# Dishwasher Water Temp



## Janet (Jul 29, 2008)

I just purchased a Kenmore Dishwasher (Model 665 1359K600-made by Whirlpool) and contrary to the users manual, it does not heat the water to 140 F while in "Hi Temp Wash" mode. At best, the temperature only goes up to 118 F. The users manual recommends that water be 120F as it enters the washer--->mine is not and since I'm in a condo, I've no way of controlling that. 

I purposely purchased this machine because the old one didn't heat the water at all and my glasses were coming out cloudy. Though marginally better, I'm still not satisfied with the results from this one. I have a rinse aid, I've tried different detergents and adjusting the amounts. The water hardness is 11 grains.

Has anyone else had this experience? Does anyone have any suggestions (or better yet, some magic tricks) or is this a lost cause?

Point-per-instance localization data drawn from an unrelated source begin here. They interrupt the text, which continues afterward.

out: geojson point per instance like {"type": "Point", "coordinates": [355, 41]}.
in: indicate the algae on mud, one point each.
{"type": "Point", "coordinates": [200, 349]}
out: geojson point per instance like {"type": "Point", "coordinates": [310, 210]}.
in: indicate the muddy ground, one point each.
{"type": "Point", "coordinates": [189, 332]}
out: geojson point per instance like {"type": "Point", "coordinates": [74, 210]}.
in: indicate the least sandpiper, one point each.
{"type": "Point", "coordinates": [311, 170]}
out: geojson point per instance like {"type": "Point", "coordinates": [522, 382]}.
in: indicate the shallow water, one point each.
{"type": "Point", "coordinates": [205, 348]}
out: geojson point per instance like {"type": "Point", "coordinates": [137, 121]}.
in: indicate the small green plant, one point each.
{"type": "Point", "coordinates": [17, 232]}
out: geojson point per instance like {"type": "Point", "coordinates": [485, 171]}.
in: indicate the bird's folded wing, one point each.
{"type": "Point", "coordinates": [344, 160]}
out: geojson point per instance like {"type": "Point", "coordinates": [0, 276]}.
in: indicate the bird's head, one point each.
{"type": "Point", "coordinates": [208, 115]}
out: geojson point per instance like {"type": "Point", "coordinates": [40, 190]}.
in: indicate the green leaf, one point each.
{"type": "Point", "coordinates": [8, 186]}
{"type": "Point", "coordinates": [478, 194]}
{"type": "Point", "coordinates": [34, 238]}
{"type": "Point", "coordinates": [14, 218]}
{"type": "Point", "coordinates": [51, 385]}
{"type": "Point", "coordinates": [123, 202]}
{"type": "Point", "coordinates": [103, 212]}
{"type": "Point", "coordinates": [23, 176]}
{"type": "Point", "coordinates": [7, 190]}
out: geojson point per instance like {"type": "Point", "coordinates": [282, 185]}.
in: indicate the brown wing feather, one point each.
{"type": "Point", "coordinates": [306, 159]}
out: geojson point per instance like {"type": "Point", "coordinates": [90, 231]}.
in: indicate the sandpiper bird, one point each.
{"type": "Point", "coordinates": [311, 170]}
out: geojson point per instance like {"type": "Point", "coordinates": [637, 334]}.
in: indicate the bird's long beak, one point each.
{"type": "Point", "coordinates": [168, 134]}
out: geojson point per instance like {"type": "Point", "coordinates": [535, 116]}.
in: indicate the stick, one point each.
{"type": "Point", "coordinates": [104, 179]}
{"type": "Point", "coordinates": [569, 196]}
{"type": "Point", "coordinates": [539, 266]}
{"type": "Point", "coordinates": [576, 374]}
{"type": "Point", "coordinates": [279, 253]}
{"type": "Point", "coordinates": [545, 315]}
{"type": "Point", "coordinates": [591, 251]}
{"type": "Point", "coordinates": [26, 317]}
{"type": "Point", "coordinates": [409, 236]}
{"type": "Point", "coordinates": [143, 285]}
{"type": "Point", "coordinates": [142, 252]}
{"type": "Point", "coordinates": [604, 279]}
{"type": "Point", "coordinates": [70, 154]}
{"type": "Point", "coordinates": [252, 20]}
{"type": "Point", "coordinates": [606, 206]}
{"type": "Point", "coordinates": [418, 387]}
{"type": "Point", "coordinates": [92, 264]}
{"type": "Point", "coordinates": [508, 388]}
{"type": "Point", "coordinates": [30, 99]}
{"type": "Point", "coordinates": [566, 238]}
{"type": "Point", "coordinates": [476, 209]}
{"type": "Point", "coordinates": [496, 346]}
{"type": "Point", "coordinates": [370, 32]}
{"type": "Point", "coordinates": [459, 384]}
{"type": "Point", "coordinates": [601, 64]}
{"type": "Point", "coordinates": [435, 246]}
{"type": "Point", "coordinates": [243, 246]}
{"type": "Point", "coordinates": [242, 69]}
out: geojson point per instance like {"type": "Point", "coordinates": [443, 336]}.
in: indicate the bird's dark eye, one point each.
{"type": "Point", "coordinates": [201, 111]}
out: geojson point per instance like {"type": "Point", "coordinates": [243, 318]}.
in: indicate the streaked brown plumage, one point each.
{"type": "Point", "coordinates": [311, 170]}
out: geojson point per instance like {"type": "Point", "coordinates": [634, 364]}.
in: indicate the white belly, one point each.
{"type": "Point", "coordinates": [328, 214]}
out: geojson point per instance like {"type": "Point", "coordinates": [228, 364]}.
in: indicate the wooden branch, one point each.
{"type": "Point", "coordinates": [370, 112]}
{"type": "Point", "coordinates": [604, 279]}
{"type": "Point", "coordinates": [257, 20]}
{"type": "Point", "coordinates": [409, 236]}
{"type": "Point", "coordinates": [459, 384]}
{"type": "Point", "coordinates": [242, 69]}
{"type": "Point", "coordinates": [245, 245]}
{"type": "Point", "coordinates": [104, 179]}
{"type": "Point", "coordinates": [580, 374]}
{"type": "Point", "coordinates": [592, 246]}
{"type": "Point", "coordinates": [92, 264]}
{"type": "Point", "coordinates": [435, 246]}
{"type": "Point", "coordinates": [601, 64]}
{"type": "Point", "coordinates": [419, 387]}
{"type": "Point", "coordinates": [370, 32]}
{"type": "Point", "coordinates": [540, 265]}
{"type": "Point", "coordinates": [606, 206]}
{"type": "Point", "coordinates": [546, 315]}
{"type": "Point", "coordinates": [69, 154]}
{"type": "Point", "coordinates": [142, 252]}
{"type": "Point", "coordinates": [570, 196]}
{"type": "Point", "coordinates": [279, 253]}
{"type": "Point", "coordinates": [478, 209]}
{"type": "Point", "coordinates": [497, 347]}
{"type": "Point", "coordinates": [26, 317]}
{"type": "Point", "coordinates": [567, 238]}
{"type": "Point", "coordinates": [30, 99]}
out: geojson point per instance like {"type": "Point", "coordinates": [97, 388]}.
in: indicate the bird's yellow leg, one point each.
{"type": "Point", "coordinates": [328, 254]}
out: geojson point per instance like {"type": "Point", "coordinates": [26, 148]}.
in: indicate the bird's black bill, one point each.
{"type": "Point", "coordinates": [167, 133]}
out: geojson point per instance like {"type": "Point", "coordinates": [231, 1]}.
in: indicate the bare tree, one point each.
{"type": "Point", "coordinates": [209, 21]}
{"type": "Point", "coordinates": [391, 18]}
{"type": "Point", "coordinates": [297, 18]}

I've put a call out to Sears, but they can't come until next week.


----------



## Yoyizit (Jul 11, 2008)

My Kenmore owner's manual suggested something I've not seen elsewhere. 
Before the cycle begins you run hot water from the nearest faucet so when the dishwasher fills at the beginning of a new cycle, the water is already hot.
But, our Kenmore doesn't have the problem.

We had the "cloudy problem" with our KitchenAid DW, and it did all the preheating and such. This symptom was not mentioned in the factory service manual that I bought for this machine. We never solved it. Maybe it was hard water, but our Kenmore is not doing this.

Maybe it was a problem with the water supply and it has been fixed. They started adding orthophosphate to the water to prevent pinhole leaks in copper pipes; maybe the symptom and the additive are related.

Your water company might be able to help you with this, free of charge, if you contact them. They have an interest in the purity of the water, so they might even analyze what this film on the glassware is, for you.


----------



## Janet (Jul 29, 2008)

Thanks for the tip vis a vis running the water before starting the washer...unfortunately I've already tried that and it doesn't work. As for the glasses, it's not so much that they're cloudy, it's simply that they don't get altogether clean (I like to drink coffee out of clear mugs and the 'rings' left by the coffee don't come out) and I'm thinking that's because the water isn't getting hot enough. 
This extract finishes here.